Humans, especially in industrialized countries, have developed a belief system and a social structure that give more priority to the rights of human beings than to those of nature, and have become barriers to the kind of reform needed to protect the Earth for future generations. Our list of research topics should include studies of the social, philosophical and ethical questions that lie at the heart of our energy and environmental crises.


Item #d92sep20

"Optimal Economic Growth When CO2 Constraints Are Critical," H.W. Gottinger (Oxford Inst. Energy Studies, 57 Woodstock Rd., Oxford OX2 6FA, UK), Energy Econ., 14(3), 192-199, July 1992.

Proposes a specific optimal economic growth model with a finite time horizon in which fossil fuel resources constitute inputs to the aggregate production function bound by a critical cumulative CO2 budget. Compares with the nonconstrained case of conventional optimal growth theory.


Item #d92sep21

"Should Carbon Taxes Be Additional to Other Transport Fuel Taxes?" D.M. Newbery (Dept. Appl. Econ., Univ. Cambridge, Sidgwick Ave., Cambridge CB3 9DE, UK), Energy J., 13(2), 49-60, 1992.

If transport fuel is taxed as a method of charging for road use and congestion, carbon taxes should be superimposed on existing taxes. The cost of meeting the emissions target will depend sensitively on whether the reduction in CO2 emissions is in proportion to base levels or geared to achieve a target level determined by other factors (such as population).


Item #d92sep22

"Pollution Solution Revisited," R.M. Zweig (2936 McAllister St., Riverside CA 92503), Intl. J. Hydrogen Energy, 17(3), 219-225, Mar. 1992.

A review of world health data regarding air pollution related health costs emphasizes the need for immediate implementation of a hydrogen-energy policy.


Item #d92sep23

"Options for Reducing CO2 Emissions from Personal Travel in Europe," P. Hughes (Energy & Environ. Res., Open Univ., Milton Keynes MK7 6AA, Bucks, UK), S. Potter, Intl. J. Vehicle Design, 13(2), 114-124, 1992.

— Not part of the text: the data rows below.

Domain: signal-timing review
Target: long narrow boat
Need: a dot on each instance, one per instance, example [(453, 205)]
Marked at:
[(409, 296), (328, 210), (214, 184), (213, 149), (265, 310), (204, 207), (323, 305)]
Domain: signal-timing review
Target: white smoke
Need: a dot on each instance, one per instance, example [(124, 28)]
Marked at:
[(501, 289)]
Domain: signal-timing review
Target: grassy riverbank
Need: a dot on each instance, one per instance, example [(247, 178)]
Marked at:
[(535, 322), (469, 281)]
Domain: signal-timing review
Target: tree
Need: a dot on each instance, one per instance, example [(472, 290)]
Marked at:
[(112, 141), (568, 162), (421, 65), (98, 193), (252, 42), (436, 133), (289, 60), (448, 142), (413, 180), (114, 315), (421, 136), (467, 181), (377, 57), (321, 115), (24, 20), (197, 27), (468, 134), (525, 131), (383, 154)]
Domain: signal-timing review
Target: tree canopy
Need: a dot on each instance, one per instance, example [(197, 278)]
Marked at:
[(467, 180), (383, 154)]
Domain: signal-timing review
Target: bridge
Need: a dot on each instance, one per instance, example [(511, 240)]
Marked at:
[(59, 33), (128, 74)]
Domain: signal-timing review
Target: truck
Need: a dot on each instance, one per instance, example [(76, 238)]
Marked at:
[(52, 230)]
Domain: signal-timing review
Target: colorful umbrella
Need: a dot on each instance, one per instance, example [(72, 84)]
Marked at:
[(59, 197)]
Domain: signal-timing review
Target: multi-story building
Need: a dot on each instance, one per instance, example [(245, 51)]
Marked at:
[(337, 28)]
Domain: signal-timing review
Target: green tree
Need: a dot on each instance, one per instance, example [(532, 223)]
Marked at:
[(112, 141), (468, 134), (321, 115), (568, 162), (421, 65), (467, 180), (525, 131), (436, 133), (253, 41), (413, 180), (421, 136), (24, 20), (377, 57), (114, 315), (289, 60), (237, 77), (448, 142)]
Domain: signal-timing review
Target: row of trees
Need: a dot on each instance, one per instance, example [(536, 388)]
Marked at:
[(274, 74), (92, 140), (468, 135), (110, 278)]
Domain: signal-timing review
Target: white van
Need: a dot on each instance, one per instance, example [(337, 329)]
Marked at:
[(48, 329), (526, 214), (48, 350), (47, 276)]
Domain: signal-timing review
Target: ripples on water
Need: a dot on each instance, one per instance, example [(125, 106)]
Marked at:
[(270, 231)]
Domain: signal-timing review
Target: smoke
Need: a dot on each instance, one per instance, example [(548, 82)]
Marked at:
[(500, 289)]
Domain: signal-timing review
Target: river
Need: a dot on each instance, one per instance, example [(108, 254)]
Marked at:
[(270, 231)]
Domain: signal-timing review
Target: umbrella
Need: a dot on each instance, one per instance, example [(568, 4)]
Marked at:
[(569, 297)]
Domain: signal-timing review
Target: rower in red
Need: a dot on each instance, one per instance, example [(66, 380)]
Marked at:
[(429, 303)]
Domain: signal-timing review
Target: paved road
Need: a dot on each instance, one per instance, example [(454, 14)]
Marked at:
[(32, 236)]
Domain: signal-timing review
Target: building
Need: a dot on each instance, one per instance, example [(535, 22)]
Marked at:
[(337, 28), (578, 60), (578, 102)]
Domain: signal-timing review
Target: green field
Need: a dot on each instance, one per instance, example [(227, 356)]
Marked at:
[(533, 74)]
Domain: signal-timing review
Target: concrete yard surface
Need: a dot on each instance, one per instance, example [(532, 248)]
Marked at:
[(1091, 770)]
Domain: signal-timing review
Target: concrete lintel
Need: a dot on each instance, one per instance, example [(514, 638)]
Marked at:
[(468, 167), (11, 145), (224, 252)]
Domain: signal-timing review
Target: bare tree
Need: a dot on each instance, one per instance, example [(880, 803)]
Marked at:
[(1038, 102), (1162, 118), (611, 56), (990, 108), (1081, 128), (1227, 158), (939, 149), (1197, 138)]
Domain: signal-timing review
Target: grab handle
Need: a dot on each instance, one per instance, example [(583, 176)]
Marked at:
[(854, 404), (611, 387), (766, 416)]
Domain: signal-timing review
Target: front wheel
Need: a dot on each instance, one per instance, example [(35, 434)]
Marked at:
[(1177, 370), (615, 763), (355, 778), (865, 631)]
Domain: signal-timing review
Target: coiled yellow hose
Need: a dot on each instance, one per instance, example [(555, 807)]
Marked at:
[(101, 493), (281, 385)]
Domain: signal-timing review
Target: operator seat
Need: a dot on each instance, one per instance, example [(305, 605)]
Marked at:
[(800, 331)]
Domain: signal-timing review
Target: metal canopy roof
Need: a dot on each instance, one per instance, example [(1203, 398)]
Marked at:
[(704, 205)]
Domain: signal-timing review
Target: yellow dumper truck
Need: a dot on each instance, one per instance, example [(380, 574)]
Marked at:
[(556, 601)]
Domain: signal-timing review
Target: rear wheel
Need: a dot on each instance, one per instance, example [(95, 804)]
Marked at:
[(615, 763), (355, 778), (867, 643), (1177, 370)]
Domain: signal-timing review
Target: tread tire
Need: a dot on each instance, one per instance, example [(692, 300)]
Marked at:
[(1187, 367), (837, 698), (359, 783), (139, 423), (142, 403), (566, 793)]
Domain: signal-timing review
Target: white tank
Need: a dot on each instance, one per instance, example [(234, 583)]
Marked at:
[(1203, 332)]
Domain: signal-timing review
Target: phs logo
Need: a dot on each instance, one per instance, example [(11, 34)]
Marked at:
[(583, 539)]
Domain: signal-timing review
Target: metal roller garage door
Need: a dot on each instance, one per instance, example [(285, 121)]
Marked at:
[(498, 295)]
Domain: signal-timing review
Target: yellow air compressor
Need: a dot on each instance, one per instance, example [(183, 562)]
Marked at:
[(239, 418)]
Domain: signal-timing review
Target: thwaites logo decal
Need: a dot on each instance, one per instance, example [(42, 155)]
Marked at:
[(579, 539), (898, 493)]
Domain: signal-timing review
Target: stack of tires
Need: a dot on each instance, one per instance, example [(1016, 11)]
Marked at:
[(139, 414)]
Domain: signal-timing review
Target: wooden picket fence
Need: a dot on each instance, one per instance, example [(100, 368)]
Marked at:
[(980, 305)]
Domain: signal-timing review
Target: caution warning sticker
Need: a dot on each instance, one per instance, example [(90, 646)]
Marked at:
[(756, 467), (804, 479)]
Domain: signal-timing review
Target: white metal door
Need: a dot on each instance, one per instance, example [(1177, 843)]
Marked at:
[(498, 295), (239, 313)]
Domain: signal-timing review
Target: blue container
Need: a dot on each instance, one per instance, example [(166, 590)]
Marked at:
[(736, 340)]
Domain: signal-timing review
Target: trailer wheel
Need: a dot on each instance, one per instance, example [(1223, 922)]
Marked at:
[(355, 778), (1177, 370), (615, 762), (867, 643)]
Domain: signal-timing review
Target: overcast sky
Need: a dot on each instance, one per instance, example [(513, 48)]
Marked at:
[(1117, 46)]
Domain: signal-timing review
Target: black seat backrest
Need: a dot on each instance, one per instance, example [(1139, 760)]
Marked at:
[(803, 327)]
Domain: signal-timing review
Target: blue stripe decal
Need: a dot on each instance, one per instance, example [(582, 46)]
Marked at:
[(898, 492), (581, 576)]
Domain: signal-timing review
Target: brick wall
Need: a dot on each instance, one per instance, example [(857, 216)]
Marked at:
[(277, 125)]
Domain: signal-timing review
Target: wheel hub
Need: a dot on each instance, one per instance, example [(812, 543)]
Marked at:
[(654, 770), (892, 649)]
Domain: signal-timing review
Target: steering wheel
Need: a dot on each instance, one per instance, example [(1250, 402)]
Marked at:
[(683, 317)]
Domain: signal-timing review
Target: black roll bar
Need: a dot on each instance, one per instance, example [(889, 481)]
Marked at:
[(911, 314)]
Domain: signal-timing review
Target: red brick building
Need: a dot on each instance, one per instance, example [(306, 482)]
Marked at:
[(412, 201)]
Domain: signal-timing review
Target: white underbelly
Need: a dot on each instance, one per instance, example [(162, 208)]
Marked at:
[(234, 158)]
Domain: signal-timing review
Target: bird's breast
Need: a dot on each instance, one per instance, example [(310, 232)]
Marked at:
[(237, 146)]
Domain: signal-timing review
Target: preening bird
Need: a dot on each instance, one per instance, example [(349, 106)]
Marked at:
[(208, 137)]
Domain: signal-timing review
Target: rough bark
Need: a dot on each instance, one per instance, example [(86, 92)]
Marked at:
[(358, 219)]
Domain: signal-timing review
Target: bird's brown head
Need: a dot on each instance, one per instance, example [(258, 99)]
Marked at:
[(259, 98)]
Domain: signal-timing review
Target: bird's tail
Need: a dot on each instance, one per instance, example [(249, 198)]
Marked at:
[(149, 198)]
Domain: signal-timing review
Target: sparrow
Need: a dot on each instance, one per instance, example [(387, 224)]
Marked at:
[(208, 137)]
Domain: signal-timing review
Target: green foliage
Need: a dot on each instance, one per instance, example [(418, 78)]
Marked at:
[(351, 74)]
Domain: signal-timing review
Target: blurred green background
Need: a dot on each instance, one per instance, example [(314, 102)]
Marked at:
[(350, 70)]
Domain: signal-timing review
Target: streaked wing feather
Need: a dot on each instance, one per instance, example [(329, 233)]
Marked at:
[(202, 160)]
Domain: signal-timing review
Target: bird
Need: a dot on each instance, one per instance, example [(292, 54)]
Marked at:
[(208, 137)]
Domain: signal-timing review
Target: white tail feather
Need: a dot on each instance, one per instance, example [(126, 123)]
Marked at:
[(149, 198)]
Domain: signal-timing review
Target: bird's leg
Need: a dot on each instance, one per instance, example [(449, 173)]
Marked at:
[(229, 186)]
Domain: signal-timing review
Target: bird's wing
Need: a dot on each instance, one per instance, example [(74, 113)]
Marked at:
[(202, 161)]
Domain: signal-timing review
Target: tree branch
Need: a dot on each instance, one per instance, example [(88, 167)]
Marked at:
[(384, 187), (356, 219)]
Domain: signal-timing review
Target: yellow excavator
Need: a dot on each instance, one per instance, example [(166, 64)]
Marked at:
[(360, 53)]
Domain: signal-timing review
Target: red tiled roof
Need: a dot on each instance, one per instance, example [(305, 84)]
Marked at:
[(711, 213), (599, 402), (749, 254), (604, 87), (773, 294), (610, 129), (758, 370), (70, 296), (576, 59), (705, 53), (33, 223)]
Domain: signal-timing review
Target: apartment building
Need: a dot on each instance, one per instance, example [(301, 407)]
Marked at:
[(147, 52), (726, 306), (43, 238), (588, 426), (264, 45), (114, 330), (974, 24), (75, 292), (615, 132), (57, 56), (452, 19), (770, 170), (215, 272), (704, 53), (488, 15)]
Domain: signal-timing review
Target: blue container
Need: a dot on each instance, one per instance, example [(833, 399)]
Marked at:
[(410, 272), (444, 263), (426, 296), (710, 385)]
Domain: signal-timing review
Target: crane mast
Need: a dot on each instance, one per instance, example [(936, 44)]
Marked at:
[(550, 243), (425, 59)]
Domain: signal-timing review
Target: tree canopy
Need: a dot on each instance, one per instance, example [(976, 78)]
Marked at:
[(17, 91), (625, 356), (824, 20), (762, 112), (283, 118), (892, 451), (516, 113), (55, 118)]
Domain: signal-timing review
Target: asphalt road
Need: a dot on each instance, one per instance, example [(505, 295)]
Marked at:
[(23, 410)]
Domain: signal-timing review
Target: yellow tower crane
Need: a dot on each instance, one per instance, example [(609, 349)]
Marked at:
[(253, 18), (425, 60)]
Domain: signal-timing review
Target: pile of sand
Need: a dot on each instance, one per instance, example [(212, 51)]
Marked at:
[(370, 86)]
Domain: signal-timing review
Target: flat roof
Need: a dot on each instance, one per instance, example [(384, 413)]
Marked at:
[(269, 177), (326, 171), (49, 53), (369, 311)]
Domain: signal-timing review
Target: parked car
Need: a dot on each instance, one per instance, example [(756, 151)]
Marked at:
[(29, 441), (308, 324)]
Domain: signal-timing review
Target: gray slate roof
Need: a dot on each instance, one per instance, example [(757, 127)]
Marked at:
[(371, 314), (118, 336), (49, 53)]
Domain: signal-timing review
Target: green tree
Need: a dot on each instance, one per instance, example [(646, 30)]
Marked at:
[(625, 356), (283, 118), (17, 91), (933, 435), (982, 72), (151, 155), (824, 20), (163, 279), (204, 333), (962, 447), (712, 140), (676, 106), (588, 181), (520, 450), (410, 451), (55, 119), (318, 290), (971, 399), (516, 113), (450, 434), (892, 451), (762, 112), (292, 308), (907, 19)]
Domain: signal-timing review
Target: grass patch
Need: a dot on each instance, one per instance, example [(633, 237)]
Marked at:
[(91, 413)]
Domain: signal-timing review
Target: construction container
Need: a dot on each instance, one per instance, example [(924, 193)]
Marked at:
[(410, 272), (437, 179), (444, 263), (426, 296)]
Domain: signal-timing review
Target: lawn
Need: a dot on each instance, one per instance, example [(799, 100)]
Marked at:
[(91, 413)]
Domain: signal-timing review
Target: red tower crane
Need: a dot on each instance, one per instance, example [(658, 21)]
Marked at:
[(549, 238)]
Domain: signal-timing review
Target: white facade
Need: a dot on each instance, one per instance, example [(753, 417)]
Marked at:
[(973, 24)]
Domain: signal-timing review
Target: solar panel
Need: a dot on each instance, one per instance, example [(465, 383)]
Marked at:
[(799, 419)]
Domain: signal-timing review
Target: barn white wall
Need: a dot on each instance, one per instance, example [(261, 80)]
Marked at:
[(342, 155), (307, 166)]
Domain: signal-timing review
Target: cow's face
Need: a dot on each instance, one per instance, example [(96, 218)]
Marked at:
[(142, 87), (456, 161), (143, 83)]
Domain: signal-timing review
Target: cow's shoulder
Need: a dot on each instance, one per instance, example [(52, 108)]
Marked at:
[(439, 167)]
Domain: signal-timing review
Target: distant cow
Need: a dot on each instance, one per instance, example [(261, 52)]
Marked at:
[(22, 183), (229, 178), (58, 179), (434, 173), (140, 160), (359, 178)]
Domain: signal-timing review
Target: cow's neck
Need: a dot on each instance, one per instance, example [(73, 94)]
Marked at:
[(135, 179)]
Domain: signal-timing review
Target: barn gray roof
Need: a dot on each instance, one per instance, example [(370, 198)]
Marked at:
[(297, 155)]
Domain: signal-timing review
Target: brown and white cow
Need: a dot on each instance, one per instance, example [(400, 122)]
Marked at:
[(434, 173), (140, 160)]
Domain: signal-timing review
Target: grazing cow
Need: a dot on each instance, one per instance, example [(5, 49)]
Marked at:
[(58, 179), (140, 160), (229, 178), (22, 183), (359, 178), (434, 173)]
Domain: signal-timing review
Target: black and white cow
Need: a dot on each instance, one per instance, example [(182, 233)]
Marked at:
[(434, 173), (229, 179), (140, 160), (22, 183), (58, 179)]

One option is highly economical cars, although experience shows that incentives or regulations are required. Alternative fuels can also help, but in the long run technological measures must be complemented by policies to reduce the need for travel while maintaining accessibility.


Item #d92sep24

Nature, 355(6355), p. 10, Jan. 2, 1992: Correspondence by W.S. Fyfe expresses objections to a previous article on the greenhouse advantage of using solar energy via biofuels.


Item #d92sep25

"Global Warming and Clean Electricity," D. Bodansky (Dept. Phys., Univ. Washington, Seattle WA 98195), Plasma Phys. & Controlled Fusion, 33(13), 1489-1507, 1991.

Recommends reducing fossil fuel consumption through conservation and expanded use of nuclear and solar power. Fossil fuels should be replaced in electricity generation, and electricity should assume a larger role in the overall energy economy.